Une mise en scène minimaliste avec des ballons de baudruche pour exprimer la peine, l’amour, l’affection. Mais revenons au métissage : les liens qu’entretient Caya Makhélé avec Prague, aujourd’hui concrétisés par des amitiés avec de nombreux Tchèques, remontent à sa découverte de Kafka. Qu’a apporté cet auteur tchèque à l’auteur d’origine congolaise, en quoi Kafka inspire-t-il Caya Makhélé ?

« J’ai commencé à aimer Prague à travers Kafka, en lisant Kafka, en lisant la biographie de Kafka. Tout cela m’a permis de comprendre que la vie d’un être humain, quel que soit l’endroit où il se trouve dans le monde, peut ressembler à celle d’un autre - même s’il vient d’Afrique. C’est en cela que je me sens tributaire de Kafka, de cet écrivain qui m’a fait comprendre que la fantasmagorie africaine n’était pas absurde ! C’est grâce à lui que j’ai compris que, quand mes ancêtres imaginaient des animaux qui se transformaient ou des êtres humains qui devenaient autre chose que ce qu’on pouvait imaginer, que ce n’était pas absurde, que ça faisait partie d’une grande culture ! »

Mais Kafka n’a pas été le seul à l’inspirer. L’une des particularités propre à l’écriture de Caya Makhélé est son oralité. Il nous explique d’où lui vient ce talent de conteur :

« Je viens d’une culture orale, à la base. Les personnes qui m’ont donné envie d’écrire, c’est ma grand-mère et mon grand-père, qui me racontaient des histoires et ensuite ma mère, mon père, qui me racontaient leur vie. Je me sens plus riche quand j’apprends des choses des autres, et je ne m’interdis pas de les utiliser dans ma propre existence. Je ne pense pas qu’une culture appartienne absolument à un seul peuple ou à une seule nation. »

« Dès l’instant où un être humain crée quelque chose sur cette planète, je me revendique également propriétaire de cette création - héritier, en tout cas. Héritier de cette création qui me permettra, moi, de transmettre des idées, des sentiments que je n’aurais pas pu transmettre autrement. Mais grâce à cette personne-là, je vais trouver les outils pour transmettre ce que je pense, mais encore mieux : peut-être pour l’améliorer, peut-être pour le conforter, peut-être pour en faire cet enfant du métissage… »

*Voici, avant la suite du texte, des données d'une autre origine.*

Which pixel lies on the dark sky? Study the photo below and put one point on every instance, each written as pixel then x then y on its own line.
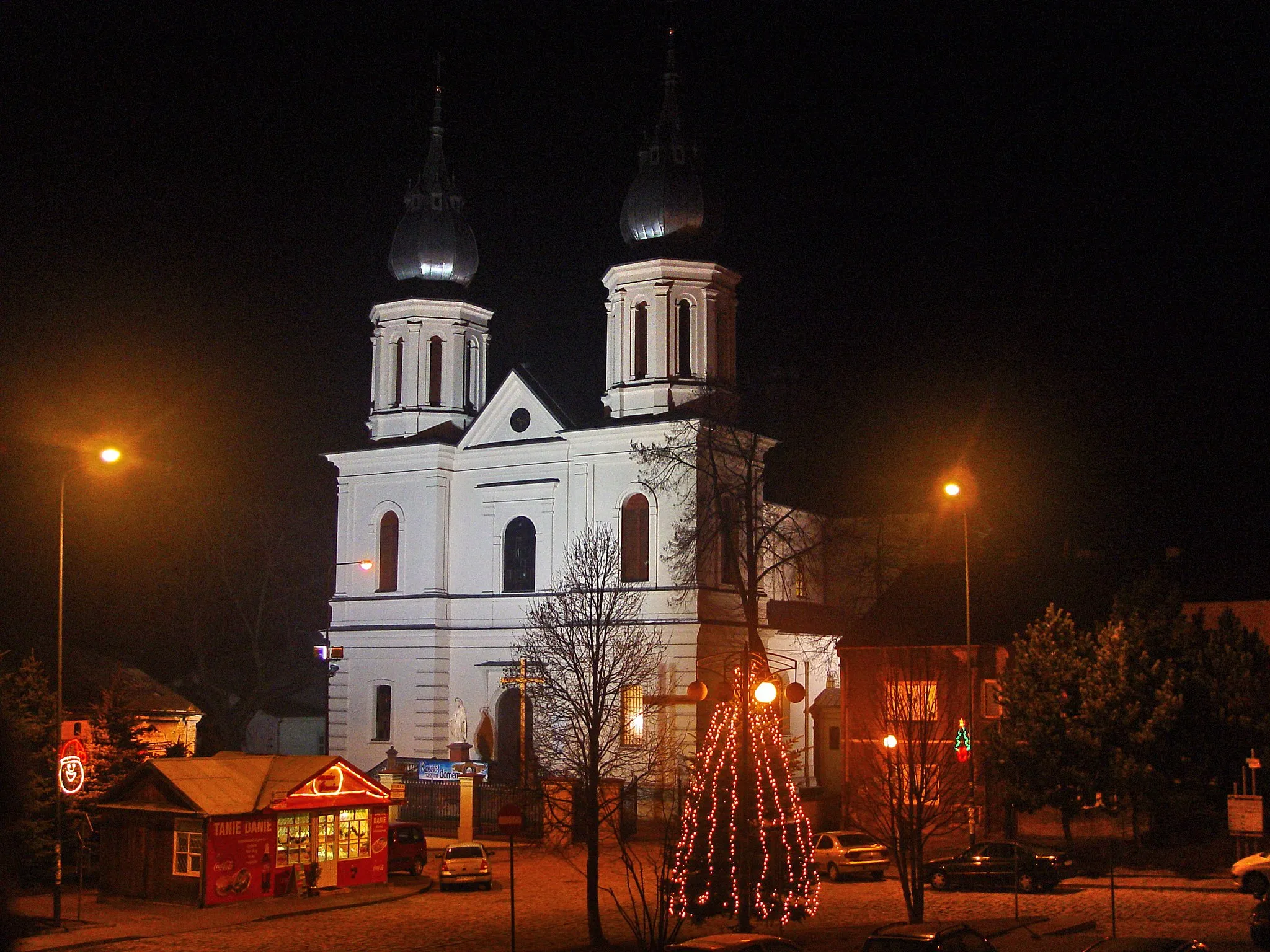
pixel 1029 235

« Je ne suis pas utopique. Je ne pense pas que le métissage va résoudre tous les problèmes du monde. Mais en tout cas, le métissage résout mes problèmes à moi, parce que je sais qu’en chaque être que je vais rencontrer, il y a forcément quelque chose de bon dont je peux en tirer… »

« Mes enfants sont métisses, c’est peut-être plus facile pour moi de dire que c’est une sorte de transcendance. Mais quand je les regarde, je réalise que c’est peut-être la plus belle œuvre que j’ai jamais réalisée. »

« Mettre en scène sa propre vie est loin d’être aussi facile, même si j’ai toujours rêvé n’être qu’un personnage de fiction. Chaque vie est un drame pour les autres. » Caya Makhélé, Les Sept Métamorphoses de Mytho.